Fig.6 (left): Kink in wood without disintegration of tissue.

Obviouly the cells had not been empty during  deformation, otherwise they would have been squeezed into rhomboid or oblique shapes as often seen in petrified wood, also in Fig.7, below left.

wood decayed into white clots

Fig.7:  Light-coloured clots representing cell lumina of disintegrated wood next to dark areas of coherent tissue stained red with hematite. Width of the picture 1.2mm.

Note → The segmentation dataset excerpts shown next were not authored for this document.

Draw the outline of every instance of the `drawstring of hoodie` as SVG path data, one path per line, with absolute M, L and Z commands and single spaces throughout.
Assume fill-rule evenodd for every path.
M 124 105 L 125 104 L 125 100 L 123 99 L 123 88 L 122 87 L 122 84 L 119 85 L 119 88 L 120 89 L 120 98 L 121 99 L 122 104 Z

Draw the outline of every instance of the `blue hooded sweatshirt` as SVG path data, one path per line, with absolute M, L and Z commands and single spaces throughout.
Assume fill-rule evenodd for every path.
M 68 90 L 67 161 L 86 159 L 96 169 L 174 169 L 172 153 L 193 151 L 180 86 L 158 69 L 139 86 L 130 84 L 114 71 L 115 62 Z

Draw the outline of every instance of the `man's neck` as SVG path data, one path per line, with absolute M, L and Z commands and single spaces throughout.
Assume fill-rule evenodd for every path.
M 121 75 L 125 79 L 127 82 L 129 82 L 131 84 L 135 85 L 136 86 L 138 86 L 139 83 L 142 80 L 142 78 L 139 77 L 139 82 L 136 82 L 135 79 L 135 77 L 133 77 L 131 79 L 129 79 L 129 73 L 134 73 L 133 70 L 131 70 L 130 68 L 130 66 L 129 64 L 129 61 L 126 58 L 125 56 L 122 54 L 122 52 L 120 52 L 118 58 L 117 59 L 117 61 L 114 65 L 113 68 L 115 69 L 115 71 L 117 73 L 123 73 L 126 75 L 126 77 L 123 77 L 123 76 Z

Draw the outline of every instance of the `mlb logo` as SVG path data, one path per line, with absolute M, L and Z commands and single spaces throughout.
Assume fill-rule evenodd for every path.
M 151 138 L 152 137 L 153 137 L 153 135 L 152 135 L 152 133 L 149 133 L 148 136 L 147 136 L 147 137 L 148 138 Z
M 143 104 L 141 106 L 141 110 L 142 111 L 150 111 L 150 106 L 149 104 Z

Loss of mechanical strength of the wood, revealing itself as large deformations, must be due to weakening of the cell walls. This can be inferred from Fig.5 but is not immediately obvious. It is obvious from a peculiar variety of local disintegration as in Fig.7, where the cell walls were essentially consumed, and if the cell lumina had not been preserved somehow as white clots, one would not have a strong argument for the assumption  that there had been wood with cells in radial files where chaos reigns now. Incidentally, this image is different since there is a horizontal dark line which mediates between the random clot distribution and the regular tissue.
Larger random assemblages of whitish clots had been mentioned earlier [3] and will be the subject of a forthcoming contribution. If not adjoining to well-preserved tissue as in Fig.7, the clots may easily be mistaken for remains of the central pith. Clots of this kind, like the more frequently seen dark ones, have repeatedly been mistaken for mite coprolites.
The samples in Figs.1,2,5,6,7 were found at the Borxleben gravel pit near the Kyffhäuser Mountains, Germany, uppermost Carboniferous [4]. The sample in Fig.7 has been provided by W.+G. Etzrodt, Borxleben, who also supported the collection of other samples at the location. The sample in Fig.3 (Lower Permian) has been provided by Ch. Krüger , Schallodenbach, .
Sample labels: Figs.1,2,5: KyB/112.1, Fig.6: KyB/112.2, Fig.7: KyB/12.1, 

The observations are compatible with the following interpretation:
 - There had been interrelations between processes promoting decay or preservation.
 - The processes did not work simultaneously throughout but locally by spreading of affected areas, resembling the spread of rot in live or dead wood.
 - The loss
of strength and decay of cell walls had probably been brought about by fungus activity.
 - Metabolic waste released by some fungus attacking the wood and /or substances from partially decaying wood triggered the precipitation of SiO2 , with a tendency to preserve what had been left of the tissue.
 - The processes of both decay and preservation could have begun with individual affected cells and subsequently spread across the tissue.
 - The rich non-biological structure of fossil wood from several locations, notably of the type found at the Kyffhäuser mountains, is the result of competing processes whose unravelling has just begun and will reqire much more effort.

Discussing the formation of non-biological structures mediated by biological agents is not idle talk since the subject has been the source of misinterpretations by professionals from about 200 years ago until present.

H.-J. Weiss

[1]  F. Schwarze: Fungal strategies of wood decay in trees. Springer, Berlin 2004.
[2]  Zhuo Feng, Jun Wang, Lu-Yun Liu:
      First report of oribatid mite (arthropod) borings and coprolites in Permian woods from the Helan Mountains of northern China.
      Palaeogeography, Palaeoclimatology, Palaeoecology 288(2010), 54-61.
[3]  H.-J. Weiss: Beobachtungen an Kieselhölzern des Kyffhäuser-Gebirges.
      Veröff. Mus. Naturkunde Chemnitz 21(1998), 37-48.
[4] J. Schneider, R. Rößler, B. Gaitsch: Stratigraphy and facies of the Middle European continental Carboniferous and Permian excursion guide A5, 1995.